Mrs. Höss describes to her friends getting a coat from "Canada" while mocking another woman who thought she meant the sovereign country; Kanada was in fact the name given in Auschwitz to the vast storehouse of goods confiscated from the prisoners.
The sound of constant revving of an unseen motorcycle engine heard from a distance several times throughout the outdoor scenes is a fact from real life. The main character of the movie, Auschwitz commander Rudolf Höss, hired a person just to rev the engine in order to overshadow the horror of screams and gunshots coming from the camp.
In a 2023 interview with Vanity Fair, Jonathan Glazer spoke about the real-life origin of the little girl character who leaves food for the prisoners overnight and detailed the process of shooting those scenes with a thermal camera: "This girl is playing a woman, Alexandra, who I met when she was 90 years old. When I started going to Auschwitz and I started thinking about this film, obviously everything you're dealing with is pitch black. The horrors of it all are very oppressive even to think about, and there were many times during the evolution of this project that I felt I couldn't continue with it because it was nothing but darkness. A friend and one of the co-producers, Bartek Rainski, started to research people who still lived in that area, who were alive at the time-and in fact some of them were children who were basically partisans, working with a resistance movement called the AK that was the sort of Polish underground. They were running documents and they were sharing information in and out of the camps. Because they were children, they were suspected less. I met this lady and she told me her story, which was what you see in the film: As a girl, she actually worked in a coal mine, but wasn't actually down the mine. She was a local Polish, non-Jewish girl who lived locally and felt compelled to do what she could for prisoners. And part of the thing she did was to leave food for them in construction sites at night, where she was less in danger than she would've been obviously during the day... We've talked about the film being seen through a 21st century lens. It was about making sure that all of the cameras needed to be as sharp and unadorned as possible, not using lights. We didn't use film lighting-and as a result, you're then working within the limitations that you've set yourself. So you have a scene like this: Here's a girl at night in 1943, in a construction site that was full of slave labor during the day. How are you going to see her if you can't use lights? There's no ambient light anywhere near that you could justify. Lukasz Zal and I talked about how we could see her. Really, it just came down to: What's the only tool that exists where we'll be able to see something that our eyes couldn't? That was a thermal camera. Then we went on a long and very difficult journey into that technology in order to capture this sequence.

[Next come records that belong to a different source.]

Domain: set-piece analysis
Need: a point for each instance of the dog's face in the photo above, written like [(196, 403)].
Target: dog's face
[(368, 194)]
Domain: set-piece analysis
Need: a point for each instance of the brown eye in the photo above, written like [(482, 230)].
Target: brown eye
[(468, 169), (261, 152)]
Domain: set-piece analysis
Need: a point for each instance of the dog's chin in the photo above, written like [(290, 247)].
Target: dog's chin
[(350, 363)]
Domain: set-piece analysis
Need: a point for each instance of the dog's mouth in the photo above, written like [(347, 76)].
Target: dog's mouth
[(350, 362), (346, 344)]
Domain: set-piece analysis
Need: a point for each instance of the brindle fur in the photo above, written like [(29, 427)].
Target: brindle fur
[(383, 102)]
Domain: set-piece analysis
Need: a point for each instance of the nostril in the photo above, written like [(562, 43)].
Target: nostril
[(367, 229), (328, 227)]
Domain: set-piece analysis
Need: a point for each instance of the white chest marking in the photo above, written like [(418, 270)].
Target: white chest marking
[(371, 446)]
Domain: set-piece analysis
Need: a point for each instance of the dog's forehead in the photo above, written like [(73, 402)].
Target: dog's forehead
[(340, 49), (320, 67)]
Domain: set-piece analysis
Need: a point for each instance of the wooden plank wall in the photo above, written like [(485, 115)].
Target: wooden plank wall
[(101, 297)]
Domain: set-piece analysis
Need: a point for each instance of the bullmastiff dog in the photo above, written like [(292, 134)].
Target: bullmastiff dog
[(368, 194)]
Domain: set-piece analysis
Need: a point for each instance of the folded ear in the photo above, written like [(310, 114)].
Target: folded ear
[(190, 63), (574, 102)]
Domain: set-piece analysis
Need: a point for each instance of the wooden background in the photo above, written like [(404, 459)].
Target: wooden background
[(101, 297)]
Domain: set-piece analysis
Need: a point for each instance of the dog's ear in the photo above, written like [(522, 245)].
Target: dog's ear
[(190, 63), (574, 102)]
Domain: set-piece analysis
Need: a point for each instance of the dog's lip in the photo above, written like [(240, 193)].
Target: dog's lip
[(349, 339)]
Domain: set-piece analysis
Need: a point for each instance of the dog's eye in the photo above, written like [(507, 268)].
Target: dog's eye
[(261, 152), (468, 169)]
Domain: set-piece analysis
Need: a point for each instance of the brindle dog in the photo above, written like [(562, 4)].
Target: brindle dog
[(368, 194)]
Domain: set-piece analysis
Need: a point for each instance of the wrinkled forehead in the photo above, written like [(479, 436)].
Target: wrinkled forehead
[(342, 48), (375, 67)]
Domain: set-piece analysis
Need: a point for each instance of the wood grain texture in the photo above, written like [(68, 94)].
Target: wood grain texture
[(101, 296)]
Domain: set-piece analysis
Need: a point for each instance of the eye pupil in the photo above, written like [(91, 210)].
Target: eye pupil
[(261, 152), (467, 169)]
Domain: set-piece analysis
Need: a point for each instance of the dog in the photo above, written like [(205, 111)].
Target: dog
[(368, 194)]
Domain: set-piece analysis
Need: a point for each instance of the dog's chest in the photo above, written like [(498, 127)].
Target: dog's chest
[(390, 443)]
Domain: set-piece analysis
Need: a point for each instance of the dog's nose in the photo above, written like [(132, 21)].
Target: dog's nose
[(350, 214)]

You're not seeing light recorded here. You're seeing heat recorded. I suppose it's a pretty dramatic shift in imagery from everything you've seen up until this sequence, but it's presented with the same intention, with the same commitment to the dogma of 21st century tools, 21st century lens. It's present tense. The aesthetic follows the fundamentals of it-there's something very beautiful and poetic about the fact that it is heat, and she does glow. It reinforces the idea of her as an energy."
Director Jonathan Glazer used up to five fixed cameras in the house and garden with no visible crew to capture many scenes so the actors didn't know if they were being shot in a close-up or wide shot. They were totally immersed in the scene and enjoyed working in that realistic environment.
Due to the unconventional multi-camera set up, Glazer and his team had over 800 hours of raw footage at the start of the editing process.